Gestão de recursos

Mesmo com bons retornos em julho, RPPS seguem distantes da meta atuarial no acumulado do ano

FigueiredoJoaoCarlosO mês de julho trouxe bons retornos para os institutos de Previdência Municipais, mas os resultados acumulados nos primeiros sete meses do ano ainda estão contaminados pelas perdas de maio e seguem negativos. É o caso do Instituto de Previdência do Município de Jundiaí (Iprejun), que fechou julho com rentabilidade de 2,64% - 1,8% acima da meta atuarial, mas no acumulado até julho o resultado de 5,15% ainda está 1,35% abaixo da meta. Outro que conseguiu bons resultados em julho foi o Instituto de Previdência dos Servidores de Joinville (Ipreville), fechando o mês com rentabilidade de 2,16% - 1,4% acima da meta mensal, mas no acumulado do ano ainda está 2,61% abaixo da meta.

 

Em maio, o Iprejun perdeu 3,08% do seu patrimônio líquido, que girava em torno de R$ 1,5 bilhão. “Dificilmente vamos bater a meta atuarial do ano. O cenário não é favorável”, admitiu João Carlos Figueiredo, presidente do Iprejun. Mas, segundo ele, o instituto conta com bons resultados anteriores “que trazem um conforto para o exercício atual”. Em 2017, o Iprejun atingiu retornos de 13,43% frente à meta de 9,12%.

Com quase 28% alocado em renda variável, sendo 18,5% em fundos de ações, o Ipreville tem apostado nesse segmento em busca de maiores retornos que compensem a Selic em baixa. “Apesar do cenário de incerteza deste ano, as empresas possuem potencial de crescimento e a Bolsa ainda pode alcançar patamares interessantes em médio/longo prazo”, disse o presidente do Iprejun.

Figueiredo não ignora que a incerteza eleitoral também pode atrapalhar o desempenho da  renda variável, mas acredita que o cenário vai se estabilizar no ano que vem, no pós-eleições, “pois a maioria dos candidatos [à presidência] já fala, de alguma forma, na necessidade de reformas”. Segundo ele, “para os [RPPS] que já estão expostos na renda variável é hora de aguardar a passagem desse período de instabilidade e para os que não possuem, talvez seja a oportunidade de adquirir ativos a um bom preço, e realizar ganhos no futuro”, analisa.

Já o Instituto de Previdência dos Servidores de Joinville (Ipreville), que com a rentabilidade de 2,16% obtida em julho chegou a R$ 2,21 bilhões de patrimônio líquido, aposta numa gestão ativa da carteira de renda fixa para buscar resultados neste ano. O instituto aloca mais de 90% dos recursos em renda fixa.

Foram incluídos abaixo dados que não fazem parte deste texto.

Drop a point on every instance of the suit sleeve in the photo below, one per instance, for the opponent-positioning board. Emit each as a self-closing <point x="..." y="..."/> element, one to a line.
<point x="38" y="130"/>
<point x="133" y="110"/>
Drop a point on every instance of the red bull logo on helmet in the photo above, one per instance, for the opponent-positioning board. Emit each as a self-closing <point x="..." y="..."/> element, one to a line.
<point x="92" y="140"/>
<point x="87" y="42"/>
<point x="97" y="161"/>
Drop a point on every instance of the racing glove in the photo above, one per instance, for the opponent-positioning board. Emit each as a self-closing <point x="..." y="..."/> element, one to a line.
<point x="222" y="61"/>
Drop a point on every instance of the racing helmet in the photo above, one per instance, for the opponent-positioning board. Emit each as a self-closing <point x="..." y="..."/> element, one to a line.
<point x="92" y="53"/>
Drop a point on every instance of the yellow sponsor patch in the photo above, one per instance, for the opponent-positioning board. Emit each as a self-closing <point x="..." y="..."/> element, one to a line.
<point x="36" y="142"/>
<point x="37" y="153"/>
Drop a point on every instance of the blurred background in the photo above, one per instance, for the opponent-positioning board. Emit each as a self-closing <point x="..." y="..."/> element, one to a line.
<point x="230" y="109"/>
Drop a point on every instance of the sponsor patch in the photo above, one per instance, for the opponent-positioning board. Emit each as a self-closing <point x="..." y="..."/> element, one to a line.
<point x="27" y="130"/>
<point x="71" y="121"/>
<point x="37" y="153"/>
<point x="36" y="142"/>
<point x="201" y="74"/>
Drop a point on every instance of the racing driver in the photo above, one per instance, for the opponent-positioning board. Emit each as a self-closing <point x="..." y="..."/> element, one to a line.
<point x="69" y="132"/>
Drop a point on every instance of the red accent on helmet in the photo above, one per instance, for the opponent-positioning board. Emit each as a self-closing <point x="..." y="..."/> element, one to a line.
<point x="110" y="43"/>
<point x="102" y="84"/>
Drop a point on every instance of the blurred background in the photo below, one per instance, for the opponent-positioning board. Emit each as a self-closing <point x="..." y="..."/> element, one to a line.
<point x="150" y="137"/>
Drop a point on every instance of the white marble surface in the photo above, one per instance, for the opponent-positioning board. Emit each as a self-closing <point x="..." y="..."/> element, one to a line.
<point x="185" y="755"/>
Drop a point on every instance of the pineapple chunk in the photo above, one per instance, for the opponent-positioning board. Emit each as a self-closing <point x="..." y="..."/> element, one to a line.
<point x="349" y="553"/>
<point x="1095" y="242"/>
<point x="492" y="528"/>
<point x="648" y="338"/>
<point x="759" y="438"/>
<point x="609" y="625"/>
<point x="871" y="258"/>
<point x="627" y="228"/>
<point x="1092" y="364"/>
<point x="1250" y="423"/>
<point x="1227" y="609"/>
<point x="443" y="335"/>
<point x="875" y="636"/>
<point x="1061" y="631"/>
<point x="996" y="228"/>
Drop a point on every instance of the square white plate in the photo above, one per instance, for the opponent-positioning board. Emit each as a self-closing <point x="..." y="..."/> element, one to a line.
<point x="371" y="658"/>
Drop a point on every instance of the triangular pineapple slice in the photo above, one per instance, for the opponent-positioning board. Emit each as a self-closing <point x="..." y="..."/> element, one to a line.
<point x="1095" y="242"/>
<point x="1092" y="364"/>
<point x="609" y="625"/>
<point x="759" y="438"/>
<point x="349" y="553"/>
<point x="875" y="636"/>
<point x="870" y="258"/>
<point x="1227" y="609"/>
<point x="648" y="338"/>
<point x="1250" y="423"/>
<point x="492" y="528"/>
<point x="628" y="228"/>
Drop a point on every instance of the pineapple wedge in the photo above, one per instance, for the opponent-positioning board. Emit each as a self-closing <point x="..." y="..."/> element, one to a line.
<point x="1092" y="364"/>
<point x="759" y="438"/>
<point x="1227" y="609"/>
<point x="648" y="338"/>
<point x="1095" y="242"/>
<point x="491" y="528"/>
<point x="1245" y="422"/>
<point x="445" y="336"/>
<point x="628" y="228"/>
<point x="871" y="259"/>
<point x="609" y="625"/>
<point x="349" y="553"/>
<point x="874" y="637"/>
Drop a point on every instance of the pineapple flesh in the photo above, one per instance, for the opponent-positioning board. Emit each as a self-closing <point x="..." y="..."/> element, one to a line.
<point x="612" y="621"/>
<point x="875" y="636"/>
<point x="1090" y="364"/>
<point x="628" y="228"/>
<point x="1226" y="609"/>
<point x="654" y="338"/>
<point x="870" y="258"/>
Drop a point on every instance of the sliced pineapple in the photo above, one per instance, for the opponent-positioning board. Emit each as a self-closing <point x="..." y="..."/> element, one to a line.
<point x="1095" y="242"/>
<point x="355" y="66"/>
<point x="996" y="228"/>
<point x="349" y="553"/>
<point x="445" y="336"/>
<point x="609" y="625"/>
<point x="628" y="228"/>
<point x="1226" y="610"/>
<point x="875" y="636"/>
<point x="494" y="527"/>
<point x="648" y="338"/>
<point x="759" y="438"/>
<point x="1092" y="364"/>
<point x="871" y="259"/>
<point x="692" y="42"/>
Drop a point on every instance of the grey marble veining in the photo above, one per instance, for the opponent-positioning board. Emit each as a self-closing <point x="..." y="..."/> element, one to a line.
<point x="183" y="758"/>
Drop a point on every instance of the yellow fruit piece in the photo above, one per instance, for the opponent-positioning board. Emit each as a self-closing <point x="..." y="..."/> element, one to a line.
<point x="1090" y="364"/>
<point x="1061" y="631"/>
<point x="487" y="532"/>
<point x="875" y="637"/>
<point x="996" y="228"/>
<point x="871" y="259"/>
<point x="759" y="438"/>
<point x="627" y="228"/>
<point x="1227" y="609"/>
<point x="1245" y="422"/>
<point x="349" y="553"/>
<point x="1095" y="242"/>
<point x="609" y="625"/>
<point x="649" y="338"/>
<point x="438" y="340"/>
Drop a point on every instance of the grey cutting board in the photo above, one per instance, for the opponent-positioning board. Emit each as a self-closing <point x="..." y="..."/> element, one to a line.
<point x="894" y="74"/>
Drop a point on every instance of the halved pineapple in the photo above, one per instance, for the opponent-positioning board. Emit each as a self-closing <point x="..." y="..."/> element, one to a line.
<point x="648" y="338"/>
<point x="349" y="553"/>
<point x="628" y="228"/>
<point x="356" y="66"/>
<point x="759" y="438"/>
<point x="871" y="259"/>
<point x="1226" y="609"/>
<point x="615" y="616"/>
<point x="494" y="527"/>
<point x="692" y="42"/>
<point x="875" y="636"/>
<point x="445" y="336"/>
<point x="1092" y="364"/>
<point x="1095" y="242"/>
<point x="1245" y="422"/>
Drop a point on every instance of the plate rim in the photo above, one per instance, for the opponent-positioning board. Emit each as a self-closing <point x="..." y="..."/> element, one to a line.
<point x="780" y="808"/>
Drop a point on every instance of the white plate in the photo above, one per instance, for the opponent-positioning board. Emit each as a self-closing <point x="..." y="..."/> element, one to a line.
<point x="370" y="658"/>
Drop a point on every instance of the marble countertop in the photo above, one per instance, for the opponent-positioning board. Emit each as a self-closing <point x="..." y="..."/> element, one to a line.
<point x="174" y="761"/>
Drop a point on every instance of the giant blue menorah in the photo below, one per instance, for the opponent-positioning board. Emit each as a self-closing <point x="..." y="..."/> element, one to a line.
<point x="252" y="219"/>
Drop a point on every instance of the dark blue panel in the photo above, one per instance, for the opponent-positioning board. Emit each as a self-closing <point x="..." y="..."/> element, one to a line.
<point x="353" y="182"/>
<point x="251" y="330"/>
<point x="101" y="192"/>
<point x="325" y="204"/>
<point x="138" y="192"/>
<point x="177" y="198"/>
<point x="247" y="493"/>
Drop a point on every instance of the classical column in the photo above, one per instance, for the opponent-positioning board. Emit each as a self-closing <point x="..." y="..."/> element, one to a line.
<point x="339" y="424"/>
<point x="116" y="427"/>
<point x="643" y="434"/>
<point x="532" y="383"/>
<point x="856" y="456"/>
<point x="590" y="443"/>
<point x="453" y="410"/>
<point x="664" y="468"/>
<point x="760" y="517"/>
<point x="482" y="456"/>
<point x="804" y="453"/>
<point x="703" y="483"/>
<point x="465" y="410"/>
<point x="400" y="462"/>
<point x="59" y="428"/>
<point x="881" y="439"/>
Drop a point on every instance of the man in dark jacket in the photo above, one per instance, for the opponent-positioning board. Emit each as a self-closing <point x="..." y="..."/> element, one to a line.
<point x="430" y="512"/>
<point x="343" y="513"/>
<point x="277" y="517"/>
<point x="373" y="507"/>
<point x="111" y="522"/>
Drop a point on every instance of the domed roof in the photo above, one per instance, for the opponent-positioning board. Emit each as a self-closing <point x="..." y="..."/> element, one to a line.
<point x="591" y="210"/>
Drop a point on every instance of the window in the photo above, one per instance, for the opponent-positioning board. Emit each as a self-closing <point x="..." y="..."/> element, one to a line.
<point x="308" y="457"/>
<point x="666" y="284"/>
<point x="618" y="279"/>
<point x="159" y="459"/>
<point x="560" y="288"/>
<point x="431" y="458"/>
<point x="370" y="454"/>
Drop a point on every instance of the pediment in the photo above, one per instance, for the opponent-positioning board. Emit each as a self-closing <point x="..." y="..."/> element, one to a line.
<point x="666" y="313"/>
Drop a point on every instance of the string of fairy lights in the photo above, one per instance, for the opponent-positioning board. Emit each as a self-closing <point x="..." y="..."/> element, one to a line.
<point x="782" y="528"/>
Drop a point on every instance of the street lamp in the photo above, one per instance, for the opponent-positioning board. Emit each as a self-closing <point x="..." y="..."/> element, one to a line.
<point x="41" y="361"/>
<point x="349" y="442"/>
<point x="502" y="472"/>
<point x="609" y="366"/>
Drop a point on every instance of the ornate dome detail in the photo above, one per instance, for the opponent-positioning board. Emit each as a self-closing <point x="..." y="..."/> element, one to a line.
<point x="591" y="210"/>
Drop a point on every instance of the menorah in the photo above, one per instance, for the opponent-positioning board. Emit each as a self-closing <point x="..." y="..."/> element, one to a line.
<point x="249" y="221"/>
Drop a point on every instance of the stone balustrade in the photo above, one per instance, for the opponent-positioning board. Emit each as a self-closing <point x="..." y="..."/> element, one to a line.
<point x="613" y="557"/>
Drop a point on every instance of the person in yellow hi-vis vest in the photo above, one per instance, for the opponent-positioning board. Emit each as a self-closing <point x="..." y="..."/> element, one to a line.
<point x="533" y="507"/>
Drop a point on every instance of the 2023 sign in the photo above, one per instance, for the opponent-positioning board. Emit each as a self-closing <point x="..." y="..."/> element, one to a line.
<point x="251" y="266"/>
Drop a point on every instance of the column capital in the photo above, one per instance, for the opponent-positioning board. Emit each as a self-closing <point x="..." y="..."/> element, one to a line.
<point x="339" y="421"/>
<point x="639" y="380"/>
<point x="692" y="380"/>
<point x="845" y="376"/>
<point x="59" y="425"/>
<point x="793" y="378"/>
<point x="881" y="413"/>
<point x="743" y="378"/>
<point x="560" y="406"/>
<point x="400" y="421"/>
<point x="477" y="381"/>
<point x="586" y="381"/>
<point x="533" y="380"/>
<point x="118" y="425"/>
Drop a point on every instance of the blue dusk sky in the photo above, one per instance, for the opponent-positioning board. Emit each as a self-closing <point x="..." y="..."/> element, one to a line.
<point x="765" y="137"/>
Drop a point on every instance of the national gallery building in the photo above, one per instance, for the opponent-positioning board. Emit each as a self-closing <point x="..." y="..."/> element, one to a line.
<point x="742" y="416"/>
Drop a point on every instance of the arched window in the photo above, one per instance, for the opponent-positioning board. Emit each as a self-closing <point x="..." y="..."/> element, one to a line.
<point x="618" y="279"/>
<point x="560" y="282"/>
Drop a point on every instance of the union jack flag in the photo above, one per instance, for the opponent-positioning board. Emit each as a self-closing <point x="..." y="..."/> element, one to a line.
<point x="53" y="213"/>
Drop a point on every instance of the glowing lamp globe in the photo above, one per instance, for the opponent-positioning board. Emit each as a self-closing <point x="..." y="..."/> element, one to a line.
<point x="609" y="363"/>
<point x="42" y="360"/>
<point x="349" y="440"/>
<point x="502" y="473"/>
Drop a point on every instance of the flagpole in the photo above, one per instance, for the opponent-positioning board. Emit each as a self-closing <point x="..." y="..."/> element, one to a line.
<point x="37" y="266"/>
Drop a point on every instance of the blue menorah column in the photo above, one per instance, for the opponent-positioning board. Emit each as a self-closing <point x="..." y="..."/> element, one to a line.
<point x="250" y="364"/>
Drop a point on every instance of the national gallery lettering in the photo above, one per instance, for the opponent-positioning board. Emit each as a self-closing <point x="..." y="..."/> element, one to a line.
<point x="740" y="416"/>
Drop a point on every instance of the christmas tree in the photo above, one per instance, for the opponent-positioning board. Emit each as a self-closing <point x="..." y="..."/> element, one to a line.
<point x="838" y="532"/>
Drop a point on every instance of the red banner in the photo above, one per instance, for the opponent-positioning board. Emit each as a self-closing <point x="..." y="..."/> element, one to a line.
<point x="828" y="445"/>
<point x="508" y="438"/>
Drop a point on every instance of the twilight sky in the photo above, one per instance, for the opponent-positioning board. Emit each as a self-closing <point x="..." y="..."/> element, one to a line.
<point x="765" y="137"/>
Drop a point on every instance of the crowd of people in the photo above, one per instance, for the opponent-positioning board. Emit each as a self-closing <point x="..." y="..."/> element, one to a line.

Para o presidente do Ipreville, Sérgio Luiz Miers, “vai ser muito difícil” bater a meta atuarial neste ano. “O cenário está muito adverso por conta do ingrediente político”. Miers disse que a volatilidade já era esperada neste ano e que por isso a aposta maior da entidade foi em renda fixa. “Renda fixa é questão de movimentar: ou você alonga ou encurta a carteira.”

 

Embora na estratégia do Ipreville predomine ativos de renda fixa, o instituto deve aumentar os investimentos em renda variável, conta Miers, que avalia que “o momento é de oportunidade”. De acordo com ele, “estamos aproveitando os estresses pontuais. Uma vez passado o cenário eleitoral, quando se saberá quem será o presidente, a Bolsa vai subir muito rápido e aqueles que não estiverem alocados vão perder essa oportunidade”, afirma.